There are several theories about why Hanukkah is celebrated over eight nights (which find expression in the eight candles). One legend says that when Judah and his followers went into the Temple, there was only enough oil to burn for one night, but that it burned for eight nights. Another story says that they found eight iron spears, and put candles on them, and used them for lighting in the Temple. These ideas however are not found in the record of 1 Maccabees 4:49-59. As a matter of interest, the number '8' in Scripture has the meaning of a new beginning, and ultimately perfection - link to 'the Lord's day' - 8th Vision. It is therefore appropriate to Hanukkah.

 

NOTE 1: The Maccabean revolt, and the preceding and the following events, were minutely foretold in Daniel ch.11. John Thomas has written a full exposition in 'Elpis Israel' Part Third 'THE KINGDOMS OF THE WORLD IN THEIR RELATION TO THE KINGDOM OF GOD'. Please refer to this invaluable treatise for a fuller understanding of these historical events, which are still important today. Reference to Hanukkah appears once in the New Testament. See John 10v22,23 - "And it was at Jerusalem the feast of the dedication, and it was winter. And Jesus walked in the temple in Solomon's porch". The Greek word translated "dedication" has the meaning of "renewal", and this refers to the re-dedication and renewal of the Maccabeans as recorded above.

 

NOTE 2: It is ironical that some confuse 'Hanukkah' with the pagan festival of 'Christ-Mass', which is celebrated on the supposed "birthday" (re-birth) of the pagan sun-god.
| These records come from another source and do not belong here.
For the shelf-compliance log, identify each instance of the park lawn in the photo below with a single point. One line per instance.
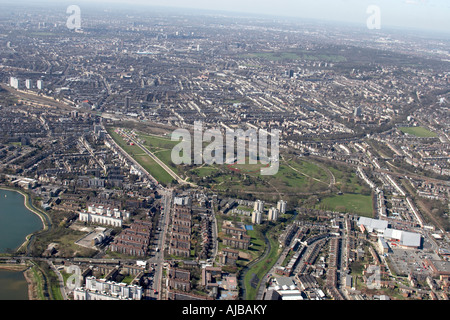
(260, 270)
(154, 169)
(420, 132)
(351, 203)
(143, 159)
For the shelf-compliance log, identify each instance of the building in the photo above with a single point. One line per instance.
(281, 206)
(258, 206)
(273, 214)
(14, 83)
(373, 225)
(238, 242)
(101, 289)
(402, 238)
(257, 217)
(133, 241)
(229, 257)
(103, 215)
(179, 279)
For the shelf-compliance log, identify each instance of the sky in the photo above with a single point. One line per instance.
(427, 15)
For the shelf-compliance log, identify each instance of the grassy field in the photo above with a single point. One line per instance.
(352, 203)
(418, 132)
(143, 159)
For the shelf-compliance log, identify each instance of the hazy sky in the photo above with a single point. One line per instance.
(418, 14)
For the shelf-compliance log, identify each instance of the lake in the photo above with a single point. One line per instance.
(16, 221)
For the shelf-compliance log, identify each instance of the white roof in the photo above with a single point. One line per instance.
(373, 224)
(408, 239)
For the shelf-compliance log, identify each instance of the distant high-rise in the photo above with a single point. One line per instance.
(291, 73)
(14, 82)
(281, 206)
(256, 217)
(273, 214)
(259, 206)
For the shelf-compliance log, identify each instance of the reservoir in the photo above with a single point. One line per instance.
(16, 221)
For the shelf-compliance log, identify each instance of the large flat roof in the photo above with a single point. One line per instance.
(373, 224)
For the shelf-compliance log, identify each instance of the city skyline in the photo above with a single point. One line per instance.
(426, 15)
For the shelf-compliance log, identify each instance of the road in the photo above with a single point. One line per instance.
(156, 159)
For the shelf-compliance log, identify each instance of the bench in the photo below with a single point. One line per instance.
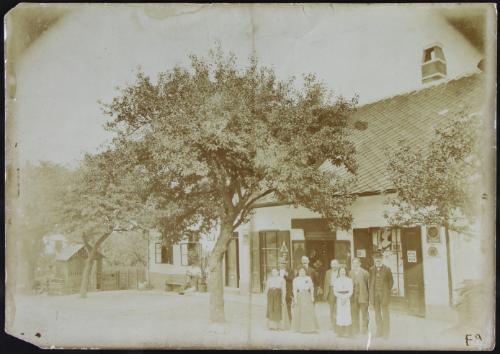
(174, 282)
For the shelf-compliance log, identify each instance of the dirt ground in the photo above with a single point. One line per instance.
(157, 319)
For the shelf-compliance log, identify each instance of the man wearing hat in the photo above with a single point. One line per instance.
(381, 283)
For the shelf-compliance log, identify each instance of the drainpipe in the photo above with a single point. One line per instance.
(448, 263)
(147, 262)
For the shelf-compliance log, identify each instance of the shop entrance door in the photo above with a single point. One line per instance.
(411, 243)
(232, 263)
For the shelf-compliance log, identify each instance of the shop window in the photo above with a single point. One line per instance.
(388, 242)
(190, 253)
(164, 254)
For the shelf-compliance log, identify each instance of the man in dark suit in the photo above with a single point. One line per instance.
(287, 274)
(381, 283)
(330, 276)
(359, 299)
(310, 271)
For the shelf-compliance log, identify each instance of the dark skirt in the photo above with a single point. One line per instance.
(303, 314)
(274, 305)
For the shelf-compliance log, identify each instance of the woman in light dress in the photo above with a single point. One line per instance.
(343, 292)
(303, 314)
(277, 314)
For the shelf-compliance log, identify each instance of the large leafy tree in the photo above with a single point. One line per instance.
(214, 139)
(438, 184)
(40, 187)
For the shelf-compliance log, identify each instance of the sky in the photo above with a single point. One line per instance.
(371, 51)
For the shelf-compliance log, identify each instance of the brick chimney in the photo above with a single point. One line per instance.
(433, 63)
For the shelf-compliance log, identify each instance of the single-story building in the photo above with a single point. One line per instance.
(69, 267)
(427, 269)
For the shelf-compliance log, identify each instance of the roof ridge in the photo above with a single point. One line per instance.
(426, 87)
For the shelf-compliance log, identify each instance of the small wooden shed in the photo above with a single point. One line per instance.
(70, 263)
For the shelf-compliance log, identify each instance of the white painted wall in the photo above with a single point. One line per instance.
(435, 271)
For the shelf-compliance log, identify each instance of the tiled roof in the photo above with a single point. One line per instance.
(413, 117)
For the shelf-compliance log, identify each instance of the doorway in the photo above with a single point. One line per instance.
(411, 242)
(232, 263)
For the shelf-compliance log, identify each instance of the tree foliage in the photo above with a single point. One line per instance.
(39, 211)
(438, 185)
(213, 139)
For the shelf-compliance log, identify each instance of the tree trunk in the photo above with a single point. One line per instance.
(86, 273)
(448, 263)
(215, 279)
(216, 288)
(89, 263)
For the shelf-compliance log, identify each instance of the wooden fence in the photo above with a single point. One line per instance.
(122, 278)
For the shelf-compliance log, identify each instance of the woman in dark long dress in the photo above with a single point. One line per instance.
(277, 314)
(303, 313)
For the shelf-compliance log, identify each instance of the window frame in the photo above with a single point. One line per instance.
(185, 261)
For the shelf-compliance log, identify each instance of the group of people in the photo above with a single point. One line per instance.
(291, 297)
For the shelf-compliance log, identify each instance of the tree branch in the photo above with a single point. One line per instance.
(248, 207)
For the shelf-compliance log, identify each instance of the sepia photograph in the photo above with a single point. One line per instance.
(251, 176)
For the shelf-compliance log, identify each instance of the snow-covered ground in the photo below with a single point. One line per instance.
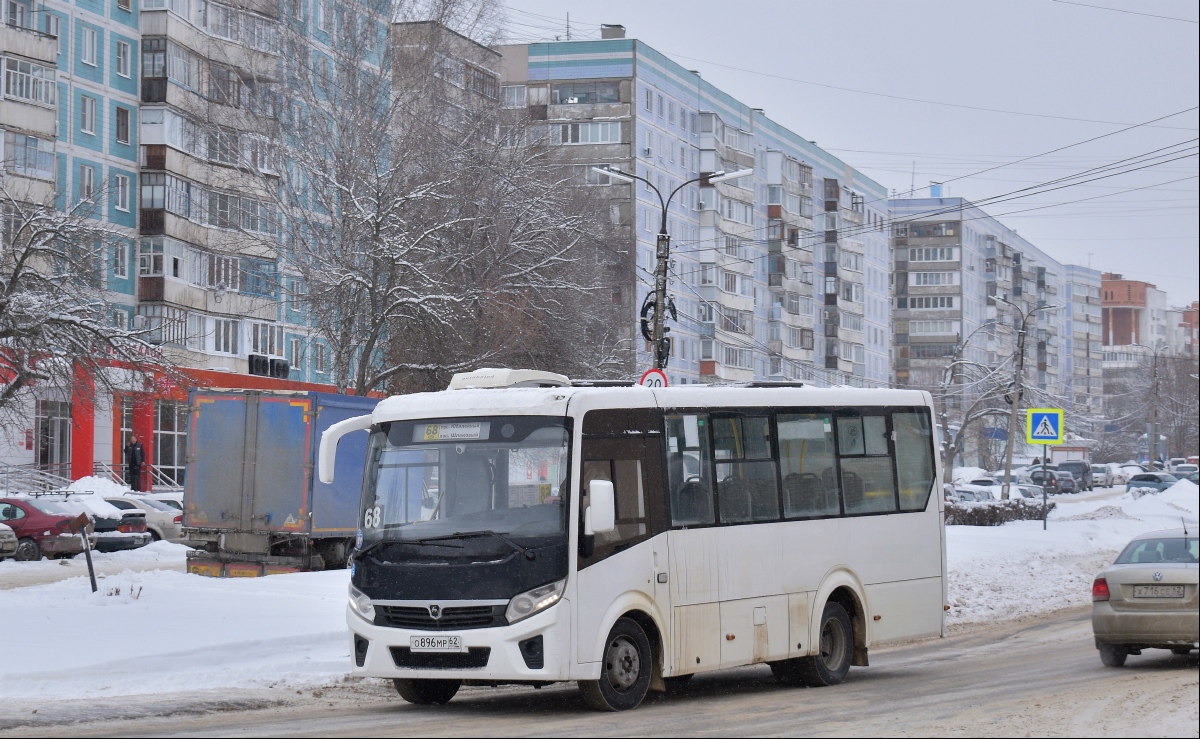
(162, 631)
(1018, 570)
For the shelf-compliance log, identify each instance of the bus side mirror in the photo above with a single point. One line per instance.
(329, 440)
(601, 515)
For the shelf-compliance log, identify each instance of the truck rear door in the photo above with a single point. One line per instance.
(216, 445)
(279, 468)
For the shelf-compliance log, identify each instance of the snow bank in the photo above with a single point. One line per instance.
(1019, 570)
(101, 486)
(966, 474)
(161, 631)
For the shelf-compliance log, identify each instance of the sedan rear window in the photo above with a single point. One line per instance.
(1155, 551)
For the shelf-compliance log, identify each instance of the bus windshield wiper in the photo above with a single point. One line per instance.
(527, 553)
(376, 545)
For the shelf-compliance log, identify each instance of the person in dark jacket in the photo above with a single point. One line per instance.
(135, 457)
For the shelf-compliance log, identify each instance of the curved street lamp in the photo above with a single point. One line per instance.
(658, 334)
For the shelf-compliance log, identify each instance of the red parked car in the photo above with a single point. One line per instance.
(41, 528)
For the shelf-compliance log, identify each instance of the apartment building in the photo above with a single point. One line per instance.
(778, 275)
(964, 277)
(159, 113)
(1134, 312)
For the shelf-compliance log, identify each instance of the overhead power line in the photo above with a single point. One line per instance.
(913, 100)
(1117, 10)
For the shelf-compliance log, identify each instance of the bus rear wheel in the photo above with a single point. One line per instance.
(425, 692)
(837, 646)
(625, 672)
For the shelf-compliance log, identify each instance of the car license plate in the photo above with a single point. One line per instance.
(1158, 590)
(436, 643)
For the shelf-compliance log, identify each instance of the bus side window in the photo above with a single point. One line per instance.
(689, 470)
(867, 481)
(807, 462)
(747, 487)
(915, 458)
(627, 475)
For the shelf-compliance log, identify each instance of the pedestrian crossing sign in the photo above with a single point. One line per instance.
(1044, 426)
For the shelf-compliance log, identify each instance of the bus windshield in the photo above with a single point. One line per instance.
(439, 478)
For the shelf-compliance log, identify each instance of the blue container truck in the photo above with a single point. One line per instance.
(252, 503)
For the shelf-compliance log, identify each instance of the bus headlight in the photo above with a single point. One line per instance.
(534, 601)
(361, 604)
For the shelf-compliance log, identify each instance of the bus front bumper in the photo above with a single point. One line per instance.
(492, 654)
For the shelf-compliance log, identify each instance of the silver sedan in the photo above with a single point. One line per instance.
(1147, 598)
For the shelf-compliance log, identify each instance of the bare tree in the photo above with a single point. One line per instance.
(57, 322)
(427, 236)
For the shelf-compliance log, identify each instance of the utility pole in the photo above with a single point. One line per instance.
(1018, 377)
(1152, 437)
(658, 330)
(1018, 380)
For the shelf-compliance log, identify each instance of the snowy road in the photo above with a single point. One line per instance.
(1041, 678)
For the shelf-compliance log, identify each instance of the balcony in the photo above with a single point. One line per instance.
(30, 43)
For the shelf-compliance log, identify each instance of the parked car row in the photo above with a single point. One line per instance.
(40, 523)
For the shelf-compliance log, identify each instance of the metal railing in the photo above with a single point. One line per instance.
(157, 480)
(29, 479)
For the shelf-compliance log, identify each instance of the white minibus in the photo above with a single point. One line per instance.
(517, 528)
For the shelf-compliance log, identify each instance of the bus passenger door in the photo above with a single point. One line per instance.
(621, 563)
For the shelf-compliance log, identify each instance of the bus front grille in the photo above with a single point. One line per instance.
(459, 617)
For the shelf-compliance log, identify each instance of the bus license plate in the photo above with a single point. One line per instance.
(1158, 590)
(436, 643)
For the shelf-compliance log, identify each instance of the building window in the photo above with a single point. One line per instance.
(88, 114)
(124, 53)
(120, 260)
(583, 92)
(513, 96)
(586, 133)
(87, 181)
(123, 125)
(267, 338)
(30, 82)
(89, 47)
(154, 58)
(28, 155)
(225, 336)
(121, 192)
(54, 28)
(150, 257)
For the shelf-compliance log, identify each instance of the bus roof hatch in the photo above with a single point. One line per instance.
(489, 377)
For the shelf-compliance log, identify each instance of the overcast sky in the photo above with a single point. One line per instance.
(1054, 73)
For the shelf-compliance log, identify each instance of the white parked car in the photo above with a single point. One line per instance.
(163, 522)
(1102, 475)
(174, 499)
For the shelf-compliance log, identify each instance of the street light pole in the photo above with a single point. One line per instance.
(660, 346)
(1018, 380)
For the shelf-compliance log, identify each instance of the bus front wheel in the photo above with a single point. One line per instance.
(625, 673)
(837, 646)
(424, 692)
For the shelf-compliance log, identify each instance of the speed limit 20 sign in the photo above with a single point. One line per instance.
(653, 378)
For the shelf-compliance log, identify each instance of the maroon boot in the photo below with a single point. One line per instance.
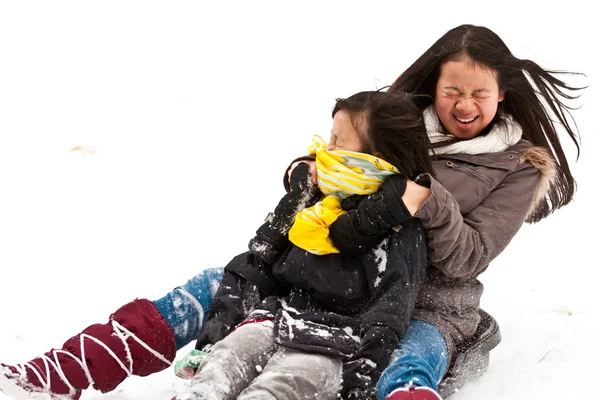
(137, 340)
(414, 393)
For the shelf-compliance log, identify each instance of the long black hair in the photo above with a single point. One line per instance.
(390, 126)
(533, 96)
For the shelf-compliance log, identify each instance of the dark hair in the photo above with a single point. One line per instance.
(532, 95)
(394, 129)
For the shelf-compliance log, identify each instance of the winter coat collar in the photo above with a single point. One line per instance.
(504, 134)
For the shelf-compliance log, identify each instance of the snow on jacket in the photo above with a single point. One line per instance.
(478, 203)
(340, 305)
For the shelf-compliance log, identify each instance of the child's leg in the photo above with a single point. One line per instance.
(293, 375)
(233, 363)
(420, 360)
(184, 307)
(140, 338)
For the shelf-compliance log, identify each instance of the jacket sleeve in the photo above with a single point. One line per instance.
(463, 246)
(231, 303)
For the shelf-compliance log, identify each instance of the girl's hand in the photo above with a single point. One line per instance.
(414, 196)
(313, 170)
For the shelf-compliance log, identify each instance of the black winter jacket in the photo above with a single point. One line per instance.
(357, 308)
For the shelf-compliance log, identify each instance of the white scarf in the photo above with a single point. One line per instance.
(504, 134)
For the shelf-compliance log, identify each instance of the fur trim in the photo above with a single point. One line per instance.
(540, 158)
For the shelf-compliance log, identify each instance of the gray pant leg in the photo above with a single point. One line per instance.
(296, 375)
(233, 363)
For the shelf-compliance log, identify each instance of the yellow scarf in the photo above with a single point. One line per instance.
(340, 174)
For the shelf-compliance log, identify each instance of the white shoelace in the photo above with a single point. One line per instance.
(119, 330)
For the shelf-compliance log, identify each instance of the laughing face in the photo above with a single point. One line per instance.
(466, 97)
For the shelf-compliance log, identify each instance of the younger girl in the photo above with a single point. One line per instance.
(335, 307)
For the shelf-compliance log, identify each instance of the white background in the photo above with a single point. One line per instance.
(186, 115)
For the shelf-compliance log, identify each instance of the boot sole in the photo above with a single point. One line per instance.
(15, 392)
(473, 356)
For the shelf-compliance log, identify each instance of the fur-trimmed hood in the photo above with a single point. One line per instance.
(541, 159)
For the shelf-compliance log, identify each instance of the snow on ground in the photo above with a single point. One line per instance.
(141, 142)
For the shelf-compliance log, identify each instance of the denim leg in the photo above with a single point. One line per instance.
(420, 360)
(185, 306)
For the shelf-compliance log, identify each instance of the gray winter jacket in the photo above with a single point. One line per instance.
(477, 205)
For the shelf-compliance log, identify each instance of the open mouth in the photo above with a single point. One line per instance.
(465, 120)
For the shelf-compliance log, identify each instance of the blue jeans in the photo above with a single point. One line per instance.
(421, 358)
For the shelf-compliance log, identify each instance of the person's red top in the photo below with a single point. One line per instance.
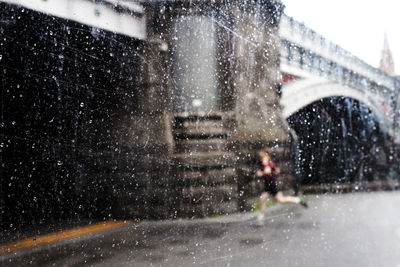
(267, 162)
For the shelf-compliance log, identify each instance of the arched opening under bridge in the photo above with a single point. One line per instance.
(340, 140)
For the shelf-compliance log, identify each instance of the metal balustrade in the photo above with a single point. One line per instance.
(303, 47)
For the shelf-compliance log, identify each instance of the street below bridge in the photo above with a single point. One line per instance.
(357, 229)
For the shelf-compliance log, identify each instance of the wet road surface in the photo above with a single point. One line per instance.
(360, 229)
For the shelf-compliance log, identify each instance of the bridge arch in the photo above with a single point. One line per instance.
(301, 94)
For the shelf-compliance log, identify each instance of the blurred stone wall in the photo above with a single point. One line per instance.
(88, 128)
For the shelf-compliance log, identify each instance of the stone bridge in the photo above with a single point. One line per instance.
(314, 68)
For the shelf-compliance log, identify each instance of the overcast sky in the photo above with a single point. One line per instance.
(356, 25)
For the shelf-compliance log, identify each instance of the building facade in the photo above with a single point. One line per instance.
(163, 126)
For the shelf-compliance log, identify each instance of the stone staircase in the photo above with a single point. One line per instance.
(203, 165)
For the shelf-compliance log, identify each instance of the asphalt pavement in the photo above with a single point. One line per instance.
(357, 229)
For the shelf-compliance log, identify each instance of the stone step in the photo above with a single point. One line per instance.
(205, 194)
(200, 145)
(204, 159)
(200, 132)
(208, 177)
(198, 124)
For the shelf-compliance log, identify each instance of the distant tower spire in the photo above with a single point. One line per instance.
(386, 64)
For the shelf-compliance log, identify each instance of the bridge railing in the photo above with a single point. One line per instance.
(307, 47)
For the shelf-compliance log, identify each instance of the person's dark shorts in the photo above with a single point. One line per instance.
(271, 187)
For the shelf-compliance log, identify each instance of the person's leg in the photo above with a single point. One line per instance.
(263, 202)
(263, 206)
(280, 198)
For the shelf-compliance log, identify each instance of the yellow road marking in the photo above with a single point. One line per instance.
(59, 236)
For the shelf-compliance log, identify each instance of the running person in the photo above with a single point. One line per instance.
(269, 170)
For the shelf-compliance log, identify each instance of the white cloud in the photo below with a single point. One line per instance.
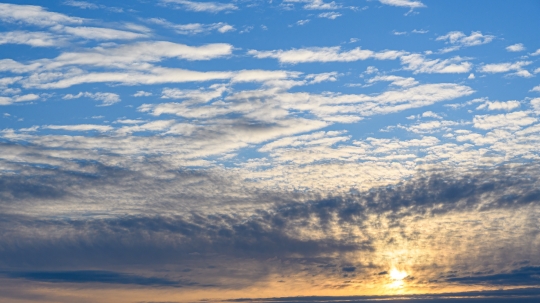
(142, 93)
(80, 127)
(81, 4)
(154, 75)
(194, 28)
(522, 73)
(129, 55)
(431, 126)
(210, 7)
(196, 96)
(34, 15)
(99, 33)
(497, 105)
(330, 15)
(459, 39)
(107, 98)
(21, 98)
(535, 103)
(325, 54)
(316, 4)
(430, 114)
(41, 39)
(419, 64)
(317, 78)
(516, 47)
(395, 80)
(503, 67)
(404, 3)
(154, 126)
(513, 121)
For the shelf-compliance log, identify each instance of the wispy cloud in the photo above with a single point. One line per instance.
(210, 7)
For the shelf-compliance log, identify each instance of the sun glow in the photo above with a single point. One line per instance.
(398, 275)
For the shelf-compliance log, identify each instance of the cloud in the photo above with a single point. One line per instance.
(81, 4)
(316, 4)
(88, 5)
(395, 80)
(528, 275)
(34, 15)
(90, 276)
(80, 127)
(325, 54)
(497, 105)
(209, 7)
(18, 98)
(36, 39)
(506, 67)
(516, 47)
(142, 93)
(302, 22)
(459, 39)
(330, 15)
(108, 99)
(420, 64)
(403, 3)
(98, 33)
(514, 120)
(194, 28)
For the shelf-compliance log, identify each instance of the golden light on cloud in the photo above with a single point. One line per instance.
(396, 274)
(397, 278)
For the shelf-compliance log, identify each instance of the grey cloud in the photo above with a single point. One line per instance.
(528, 275)
(92, 276)
(527, 295)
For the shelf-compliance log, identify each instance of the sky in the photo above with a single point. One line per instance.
(276, 150)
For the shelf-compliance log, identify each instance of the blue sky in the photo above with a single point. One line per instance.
(219, 149)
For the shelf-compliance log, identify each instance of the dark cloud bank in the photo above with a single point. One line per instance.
(62, 248)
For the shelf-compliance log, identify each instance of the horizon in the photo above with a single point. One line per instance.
(276, 150)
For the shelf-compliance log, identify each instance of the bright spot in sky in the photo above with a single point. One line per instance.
(396, 274)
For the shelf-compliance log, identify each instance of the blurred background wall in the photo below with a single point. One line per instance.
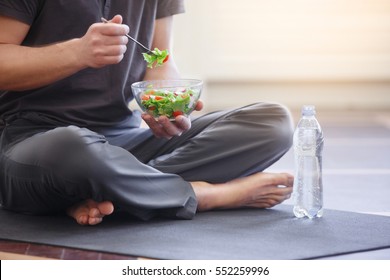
(334, 54)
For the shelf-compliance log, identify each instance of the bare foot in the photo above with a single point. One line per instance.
(261, 190)
(90, 212)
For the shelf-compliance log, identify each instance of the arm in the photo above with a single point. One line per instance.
(24, 68)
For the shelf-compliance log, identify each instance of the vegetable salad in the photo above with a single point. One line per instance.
(168, 103)
(156, 57)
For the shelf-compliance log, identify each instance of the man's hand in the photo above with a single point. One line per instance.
(104, 43)
(164, 128)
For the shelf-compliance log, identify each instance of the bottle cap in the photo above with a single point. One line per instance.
(308, 110)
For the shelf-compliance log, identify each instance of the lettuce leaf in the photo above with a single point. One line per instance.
(156, 57)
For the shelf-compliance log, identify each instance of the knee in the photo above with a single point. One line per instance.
(272, 121)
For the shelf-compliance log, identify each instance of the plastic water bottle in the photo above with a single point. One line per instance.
(308, 144)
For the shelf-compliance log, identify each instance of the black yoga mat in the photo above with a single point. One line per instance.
(234, 234)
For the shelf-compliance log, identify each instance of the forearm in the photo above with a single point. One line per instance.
(24, 68)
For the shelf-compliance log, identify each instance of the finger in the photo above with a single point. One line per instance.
(171, 128)
(115, 40)
(183, 123)
(114, 50)
(110, 29)
(156, 127)
(199, 105)
(117, 19)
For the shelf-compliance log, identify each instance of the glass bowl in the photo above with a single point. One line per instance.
(170, 98)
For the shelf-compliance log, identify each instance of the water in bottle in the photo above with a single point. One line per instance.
(308, 144)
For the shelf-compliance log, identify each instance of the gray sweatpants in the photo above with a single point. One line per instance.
(45, 168)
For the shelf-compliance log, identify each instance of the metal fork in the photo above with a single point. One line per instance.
(131, 38)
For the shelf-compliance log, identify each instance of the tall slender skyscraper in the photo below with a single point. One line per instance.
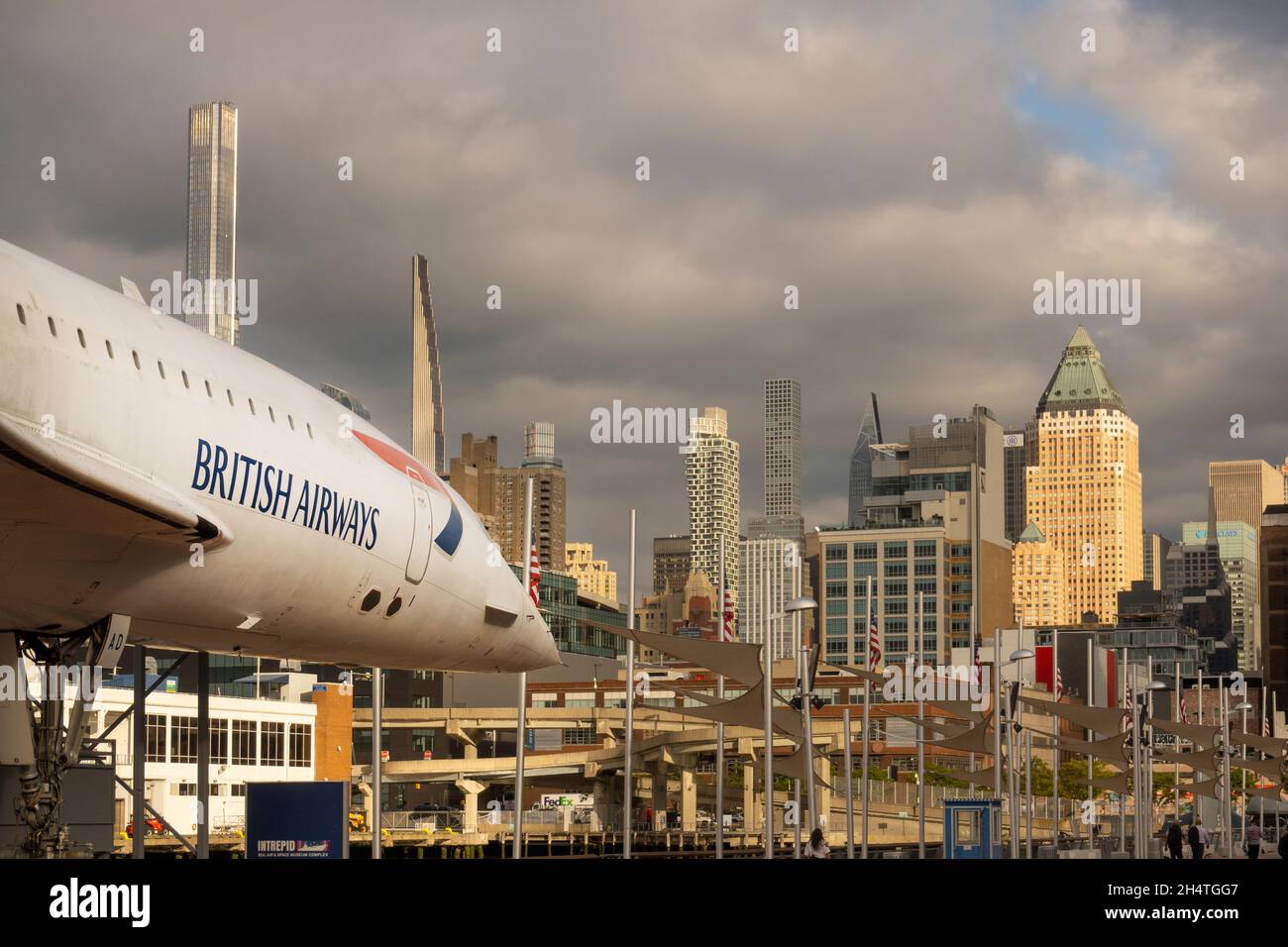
(211, 258)
(861, 462)
(782, 517)
(426, 377)
(712, 480)
(1083, 491)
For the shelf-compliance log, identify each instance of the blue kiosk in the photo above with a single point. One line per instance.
(973, 828)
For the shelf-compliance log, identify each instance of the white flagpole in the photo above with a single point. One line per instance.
(921, 745)
(627, 754)
(768, 654)
(720, 725)
(867, 705)
(520, 731)
(1176, 748)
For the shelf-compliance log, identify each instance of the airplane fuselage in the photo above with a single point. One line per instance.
(153, 471)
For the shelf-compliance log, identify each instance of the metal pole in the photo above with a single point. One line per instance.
(849, 785)
(867, 705)
(1122, 796)
(1028, 792)
(798, 644)
(1176, 746)
(997, 716)
(720, 725)
(627, 758)
(921, 742)
(520, 703)
(377, 698)
(204, 754)
(141, 749)
(768, 685)
(1055, 742)
(1091, 737)
(806, 709)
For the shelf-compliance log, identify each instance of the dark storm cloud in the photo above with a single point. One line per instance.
(516, 169)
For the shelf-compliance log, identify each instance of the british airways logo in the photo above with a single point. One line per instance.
(450, 536)
(267, 488)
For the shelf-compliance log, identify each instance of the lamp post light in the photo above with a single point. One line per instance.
(1144, 768)
(1013, 776)
(1241, 707)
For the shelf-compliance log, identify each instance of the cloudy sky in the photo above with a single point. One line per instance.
(768, 169)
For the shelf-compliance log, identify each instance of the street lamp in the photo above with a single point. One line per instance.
(804, 693)
(1142, 767)
(1012, 779)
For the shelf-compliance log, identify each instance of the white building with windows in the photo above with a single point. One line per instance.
(250, 741)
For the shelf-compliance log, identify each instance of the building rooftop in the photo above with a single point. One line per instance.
(1080, 381)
The deliverance remembered during 'Hanukkah' includes the destruction of the statue of the Greek god Zeus. This pagan deity has been connected with the worship of the sun. And so the purpose of 'Hanukkah' is totally opposed to the pagan feast dressed up as "Christian", which is kept on the 25th of December. This pagan feast will soon be eliminated from the face of the earth, together with all of its devotees - see 'the last "christ-mass"' for more details of how this will be accomplished.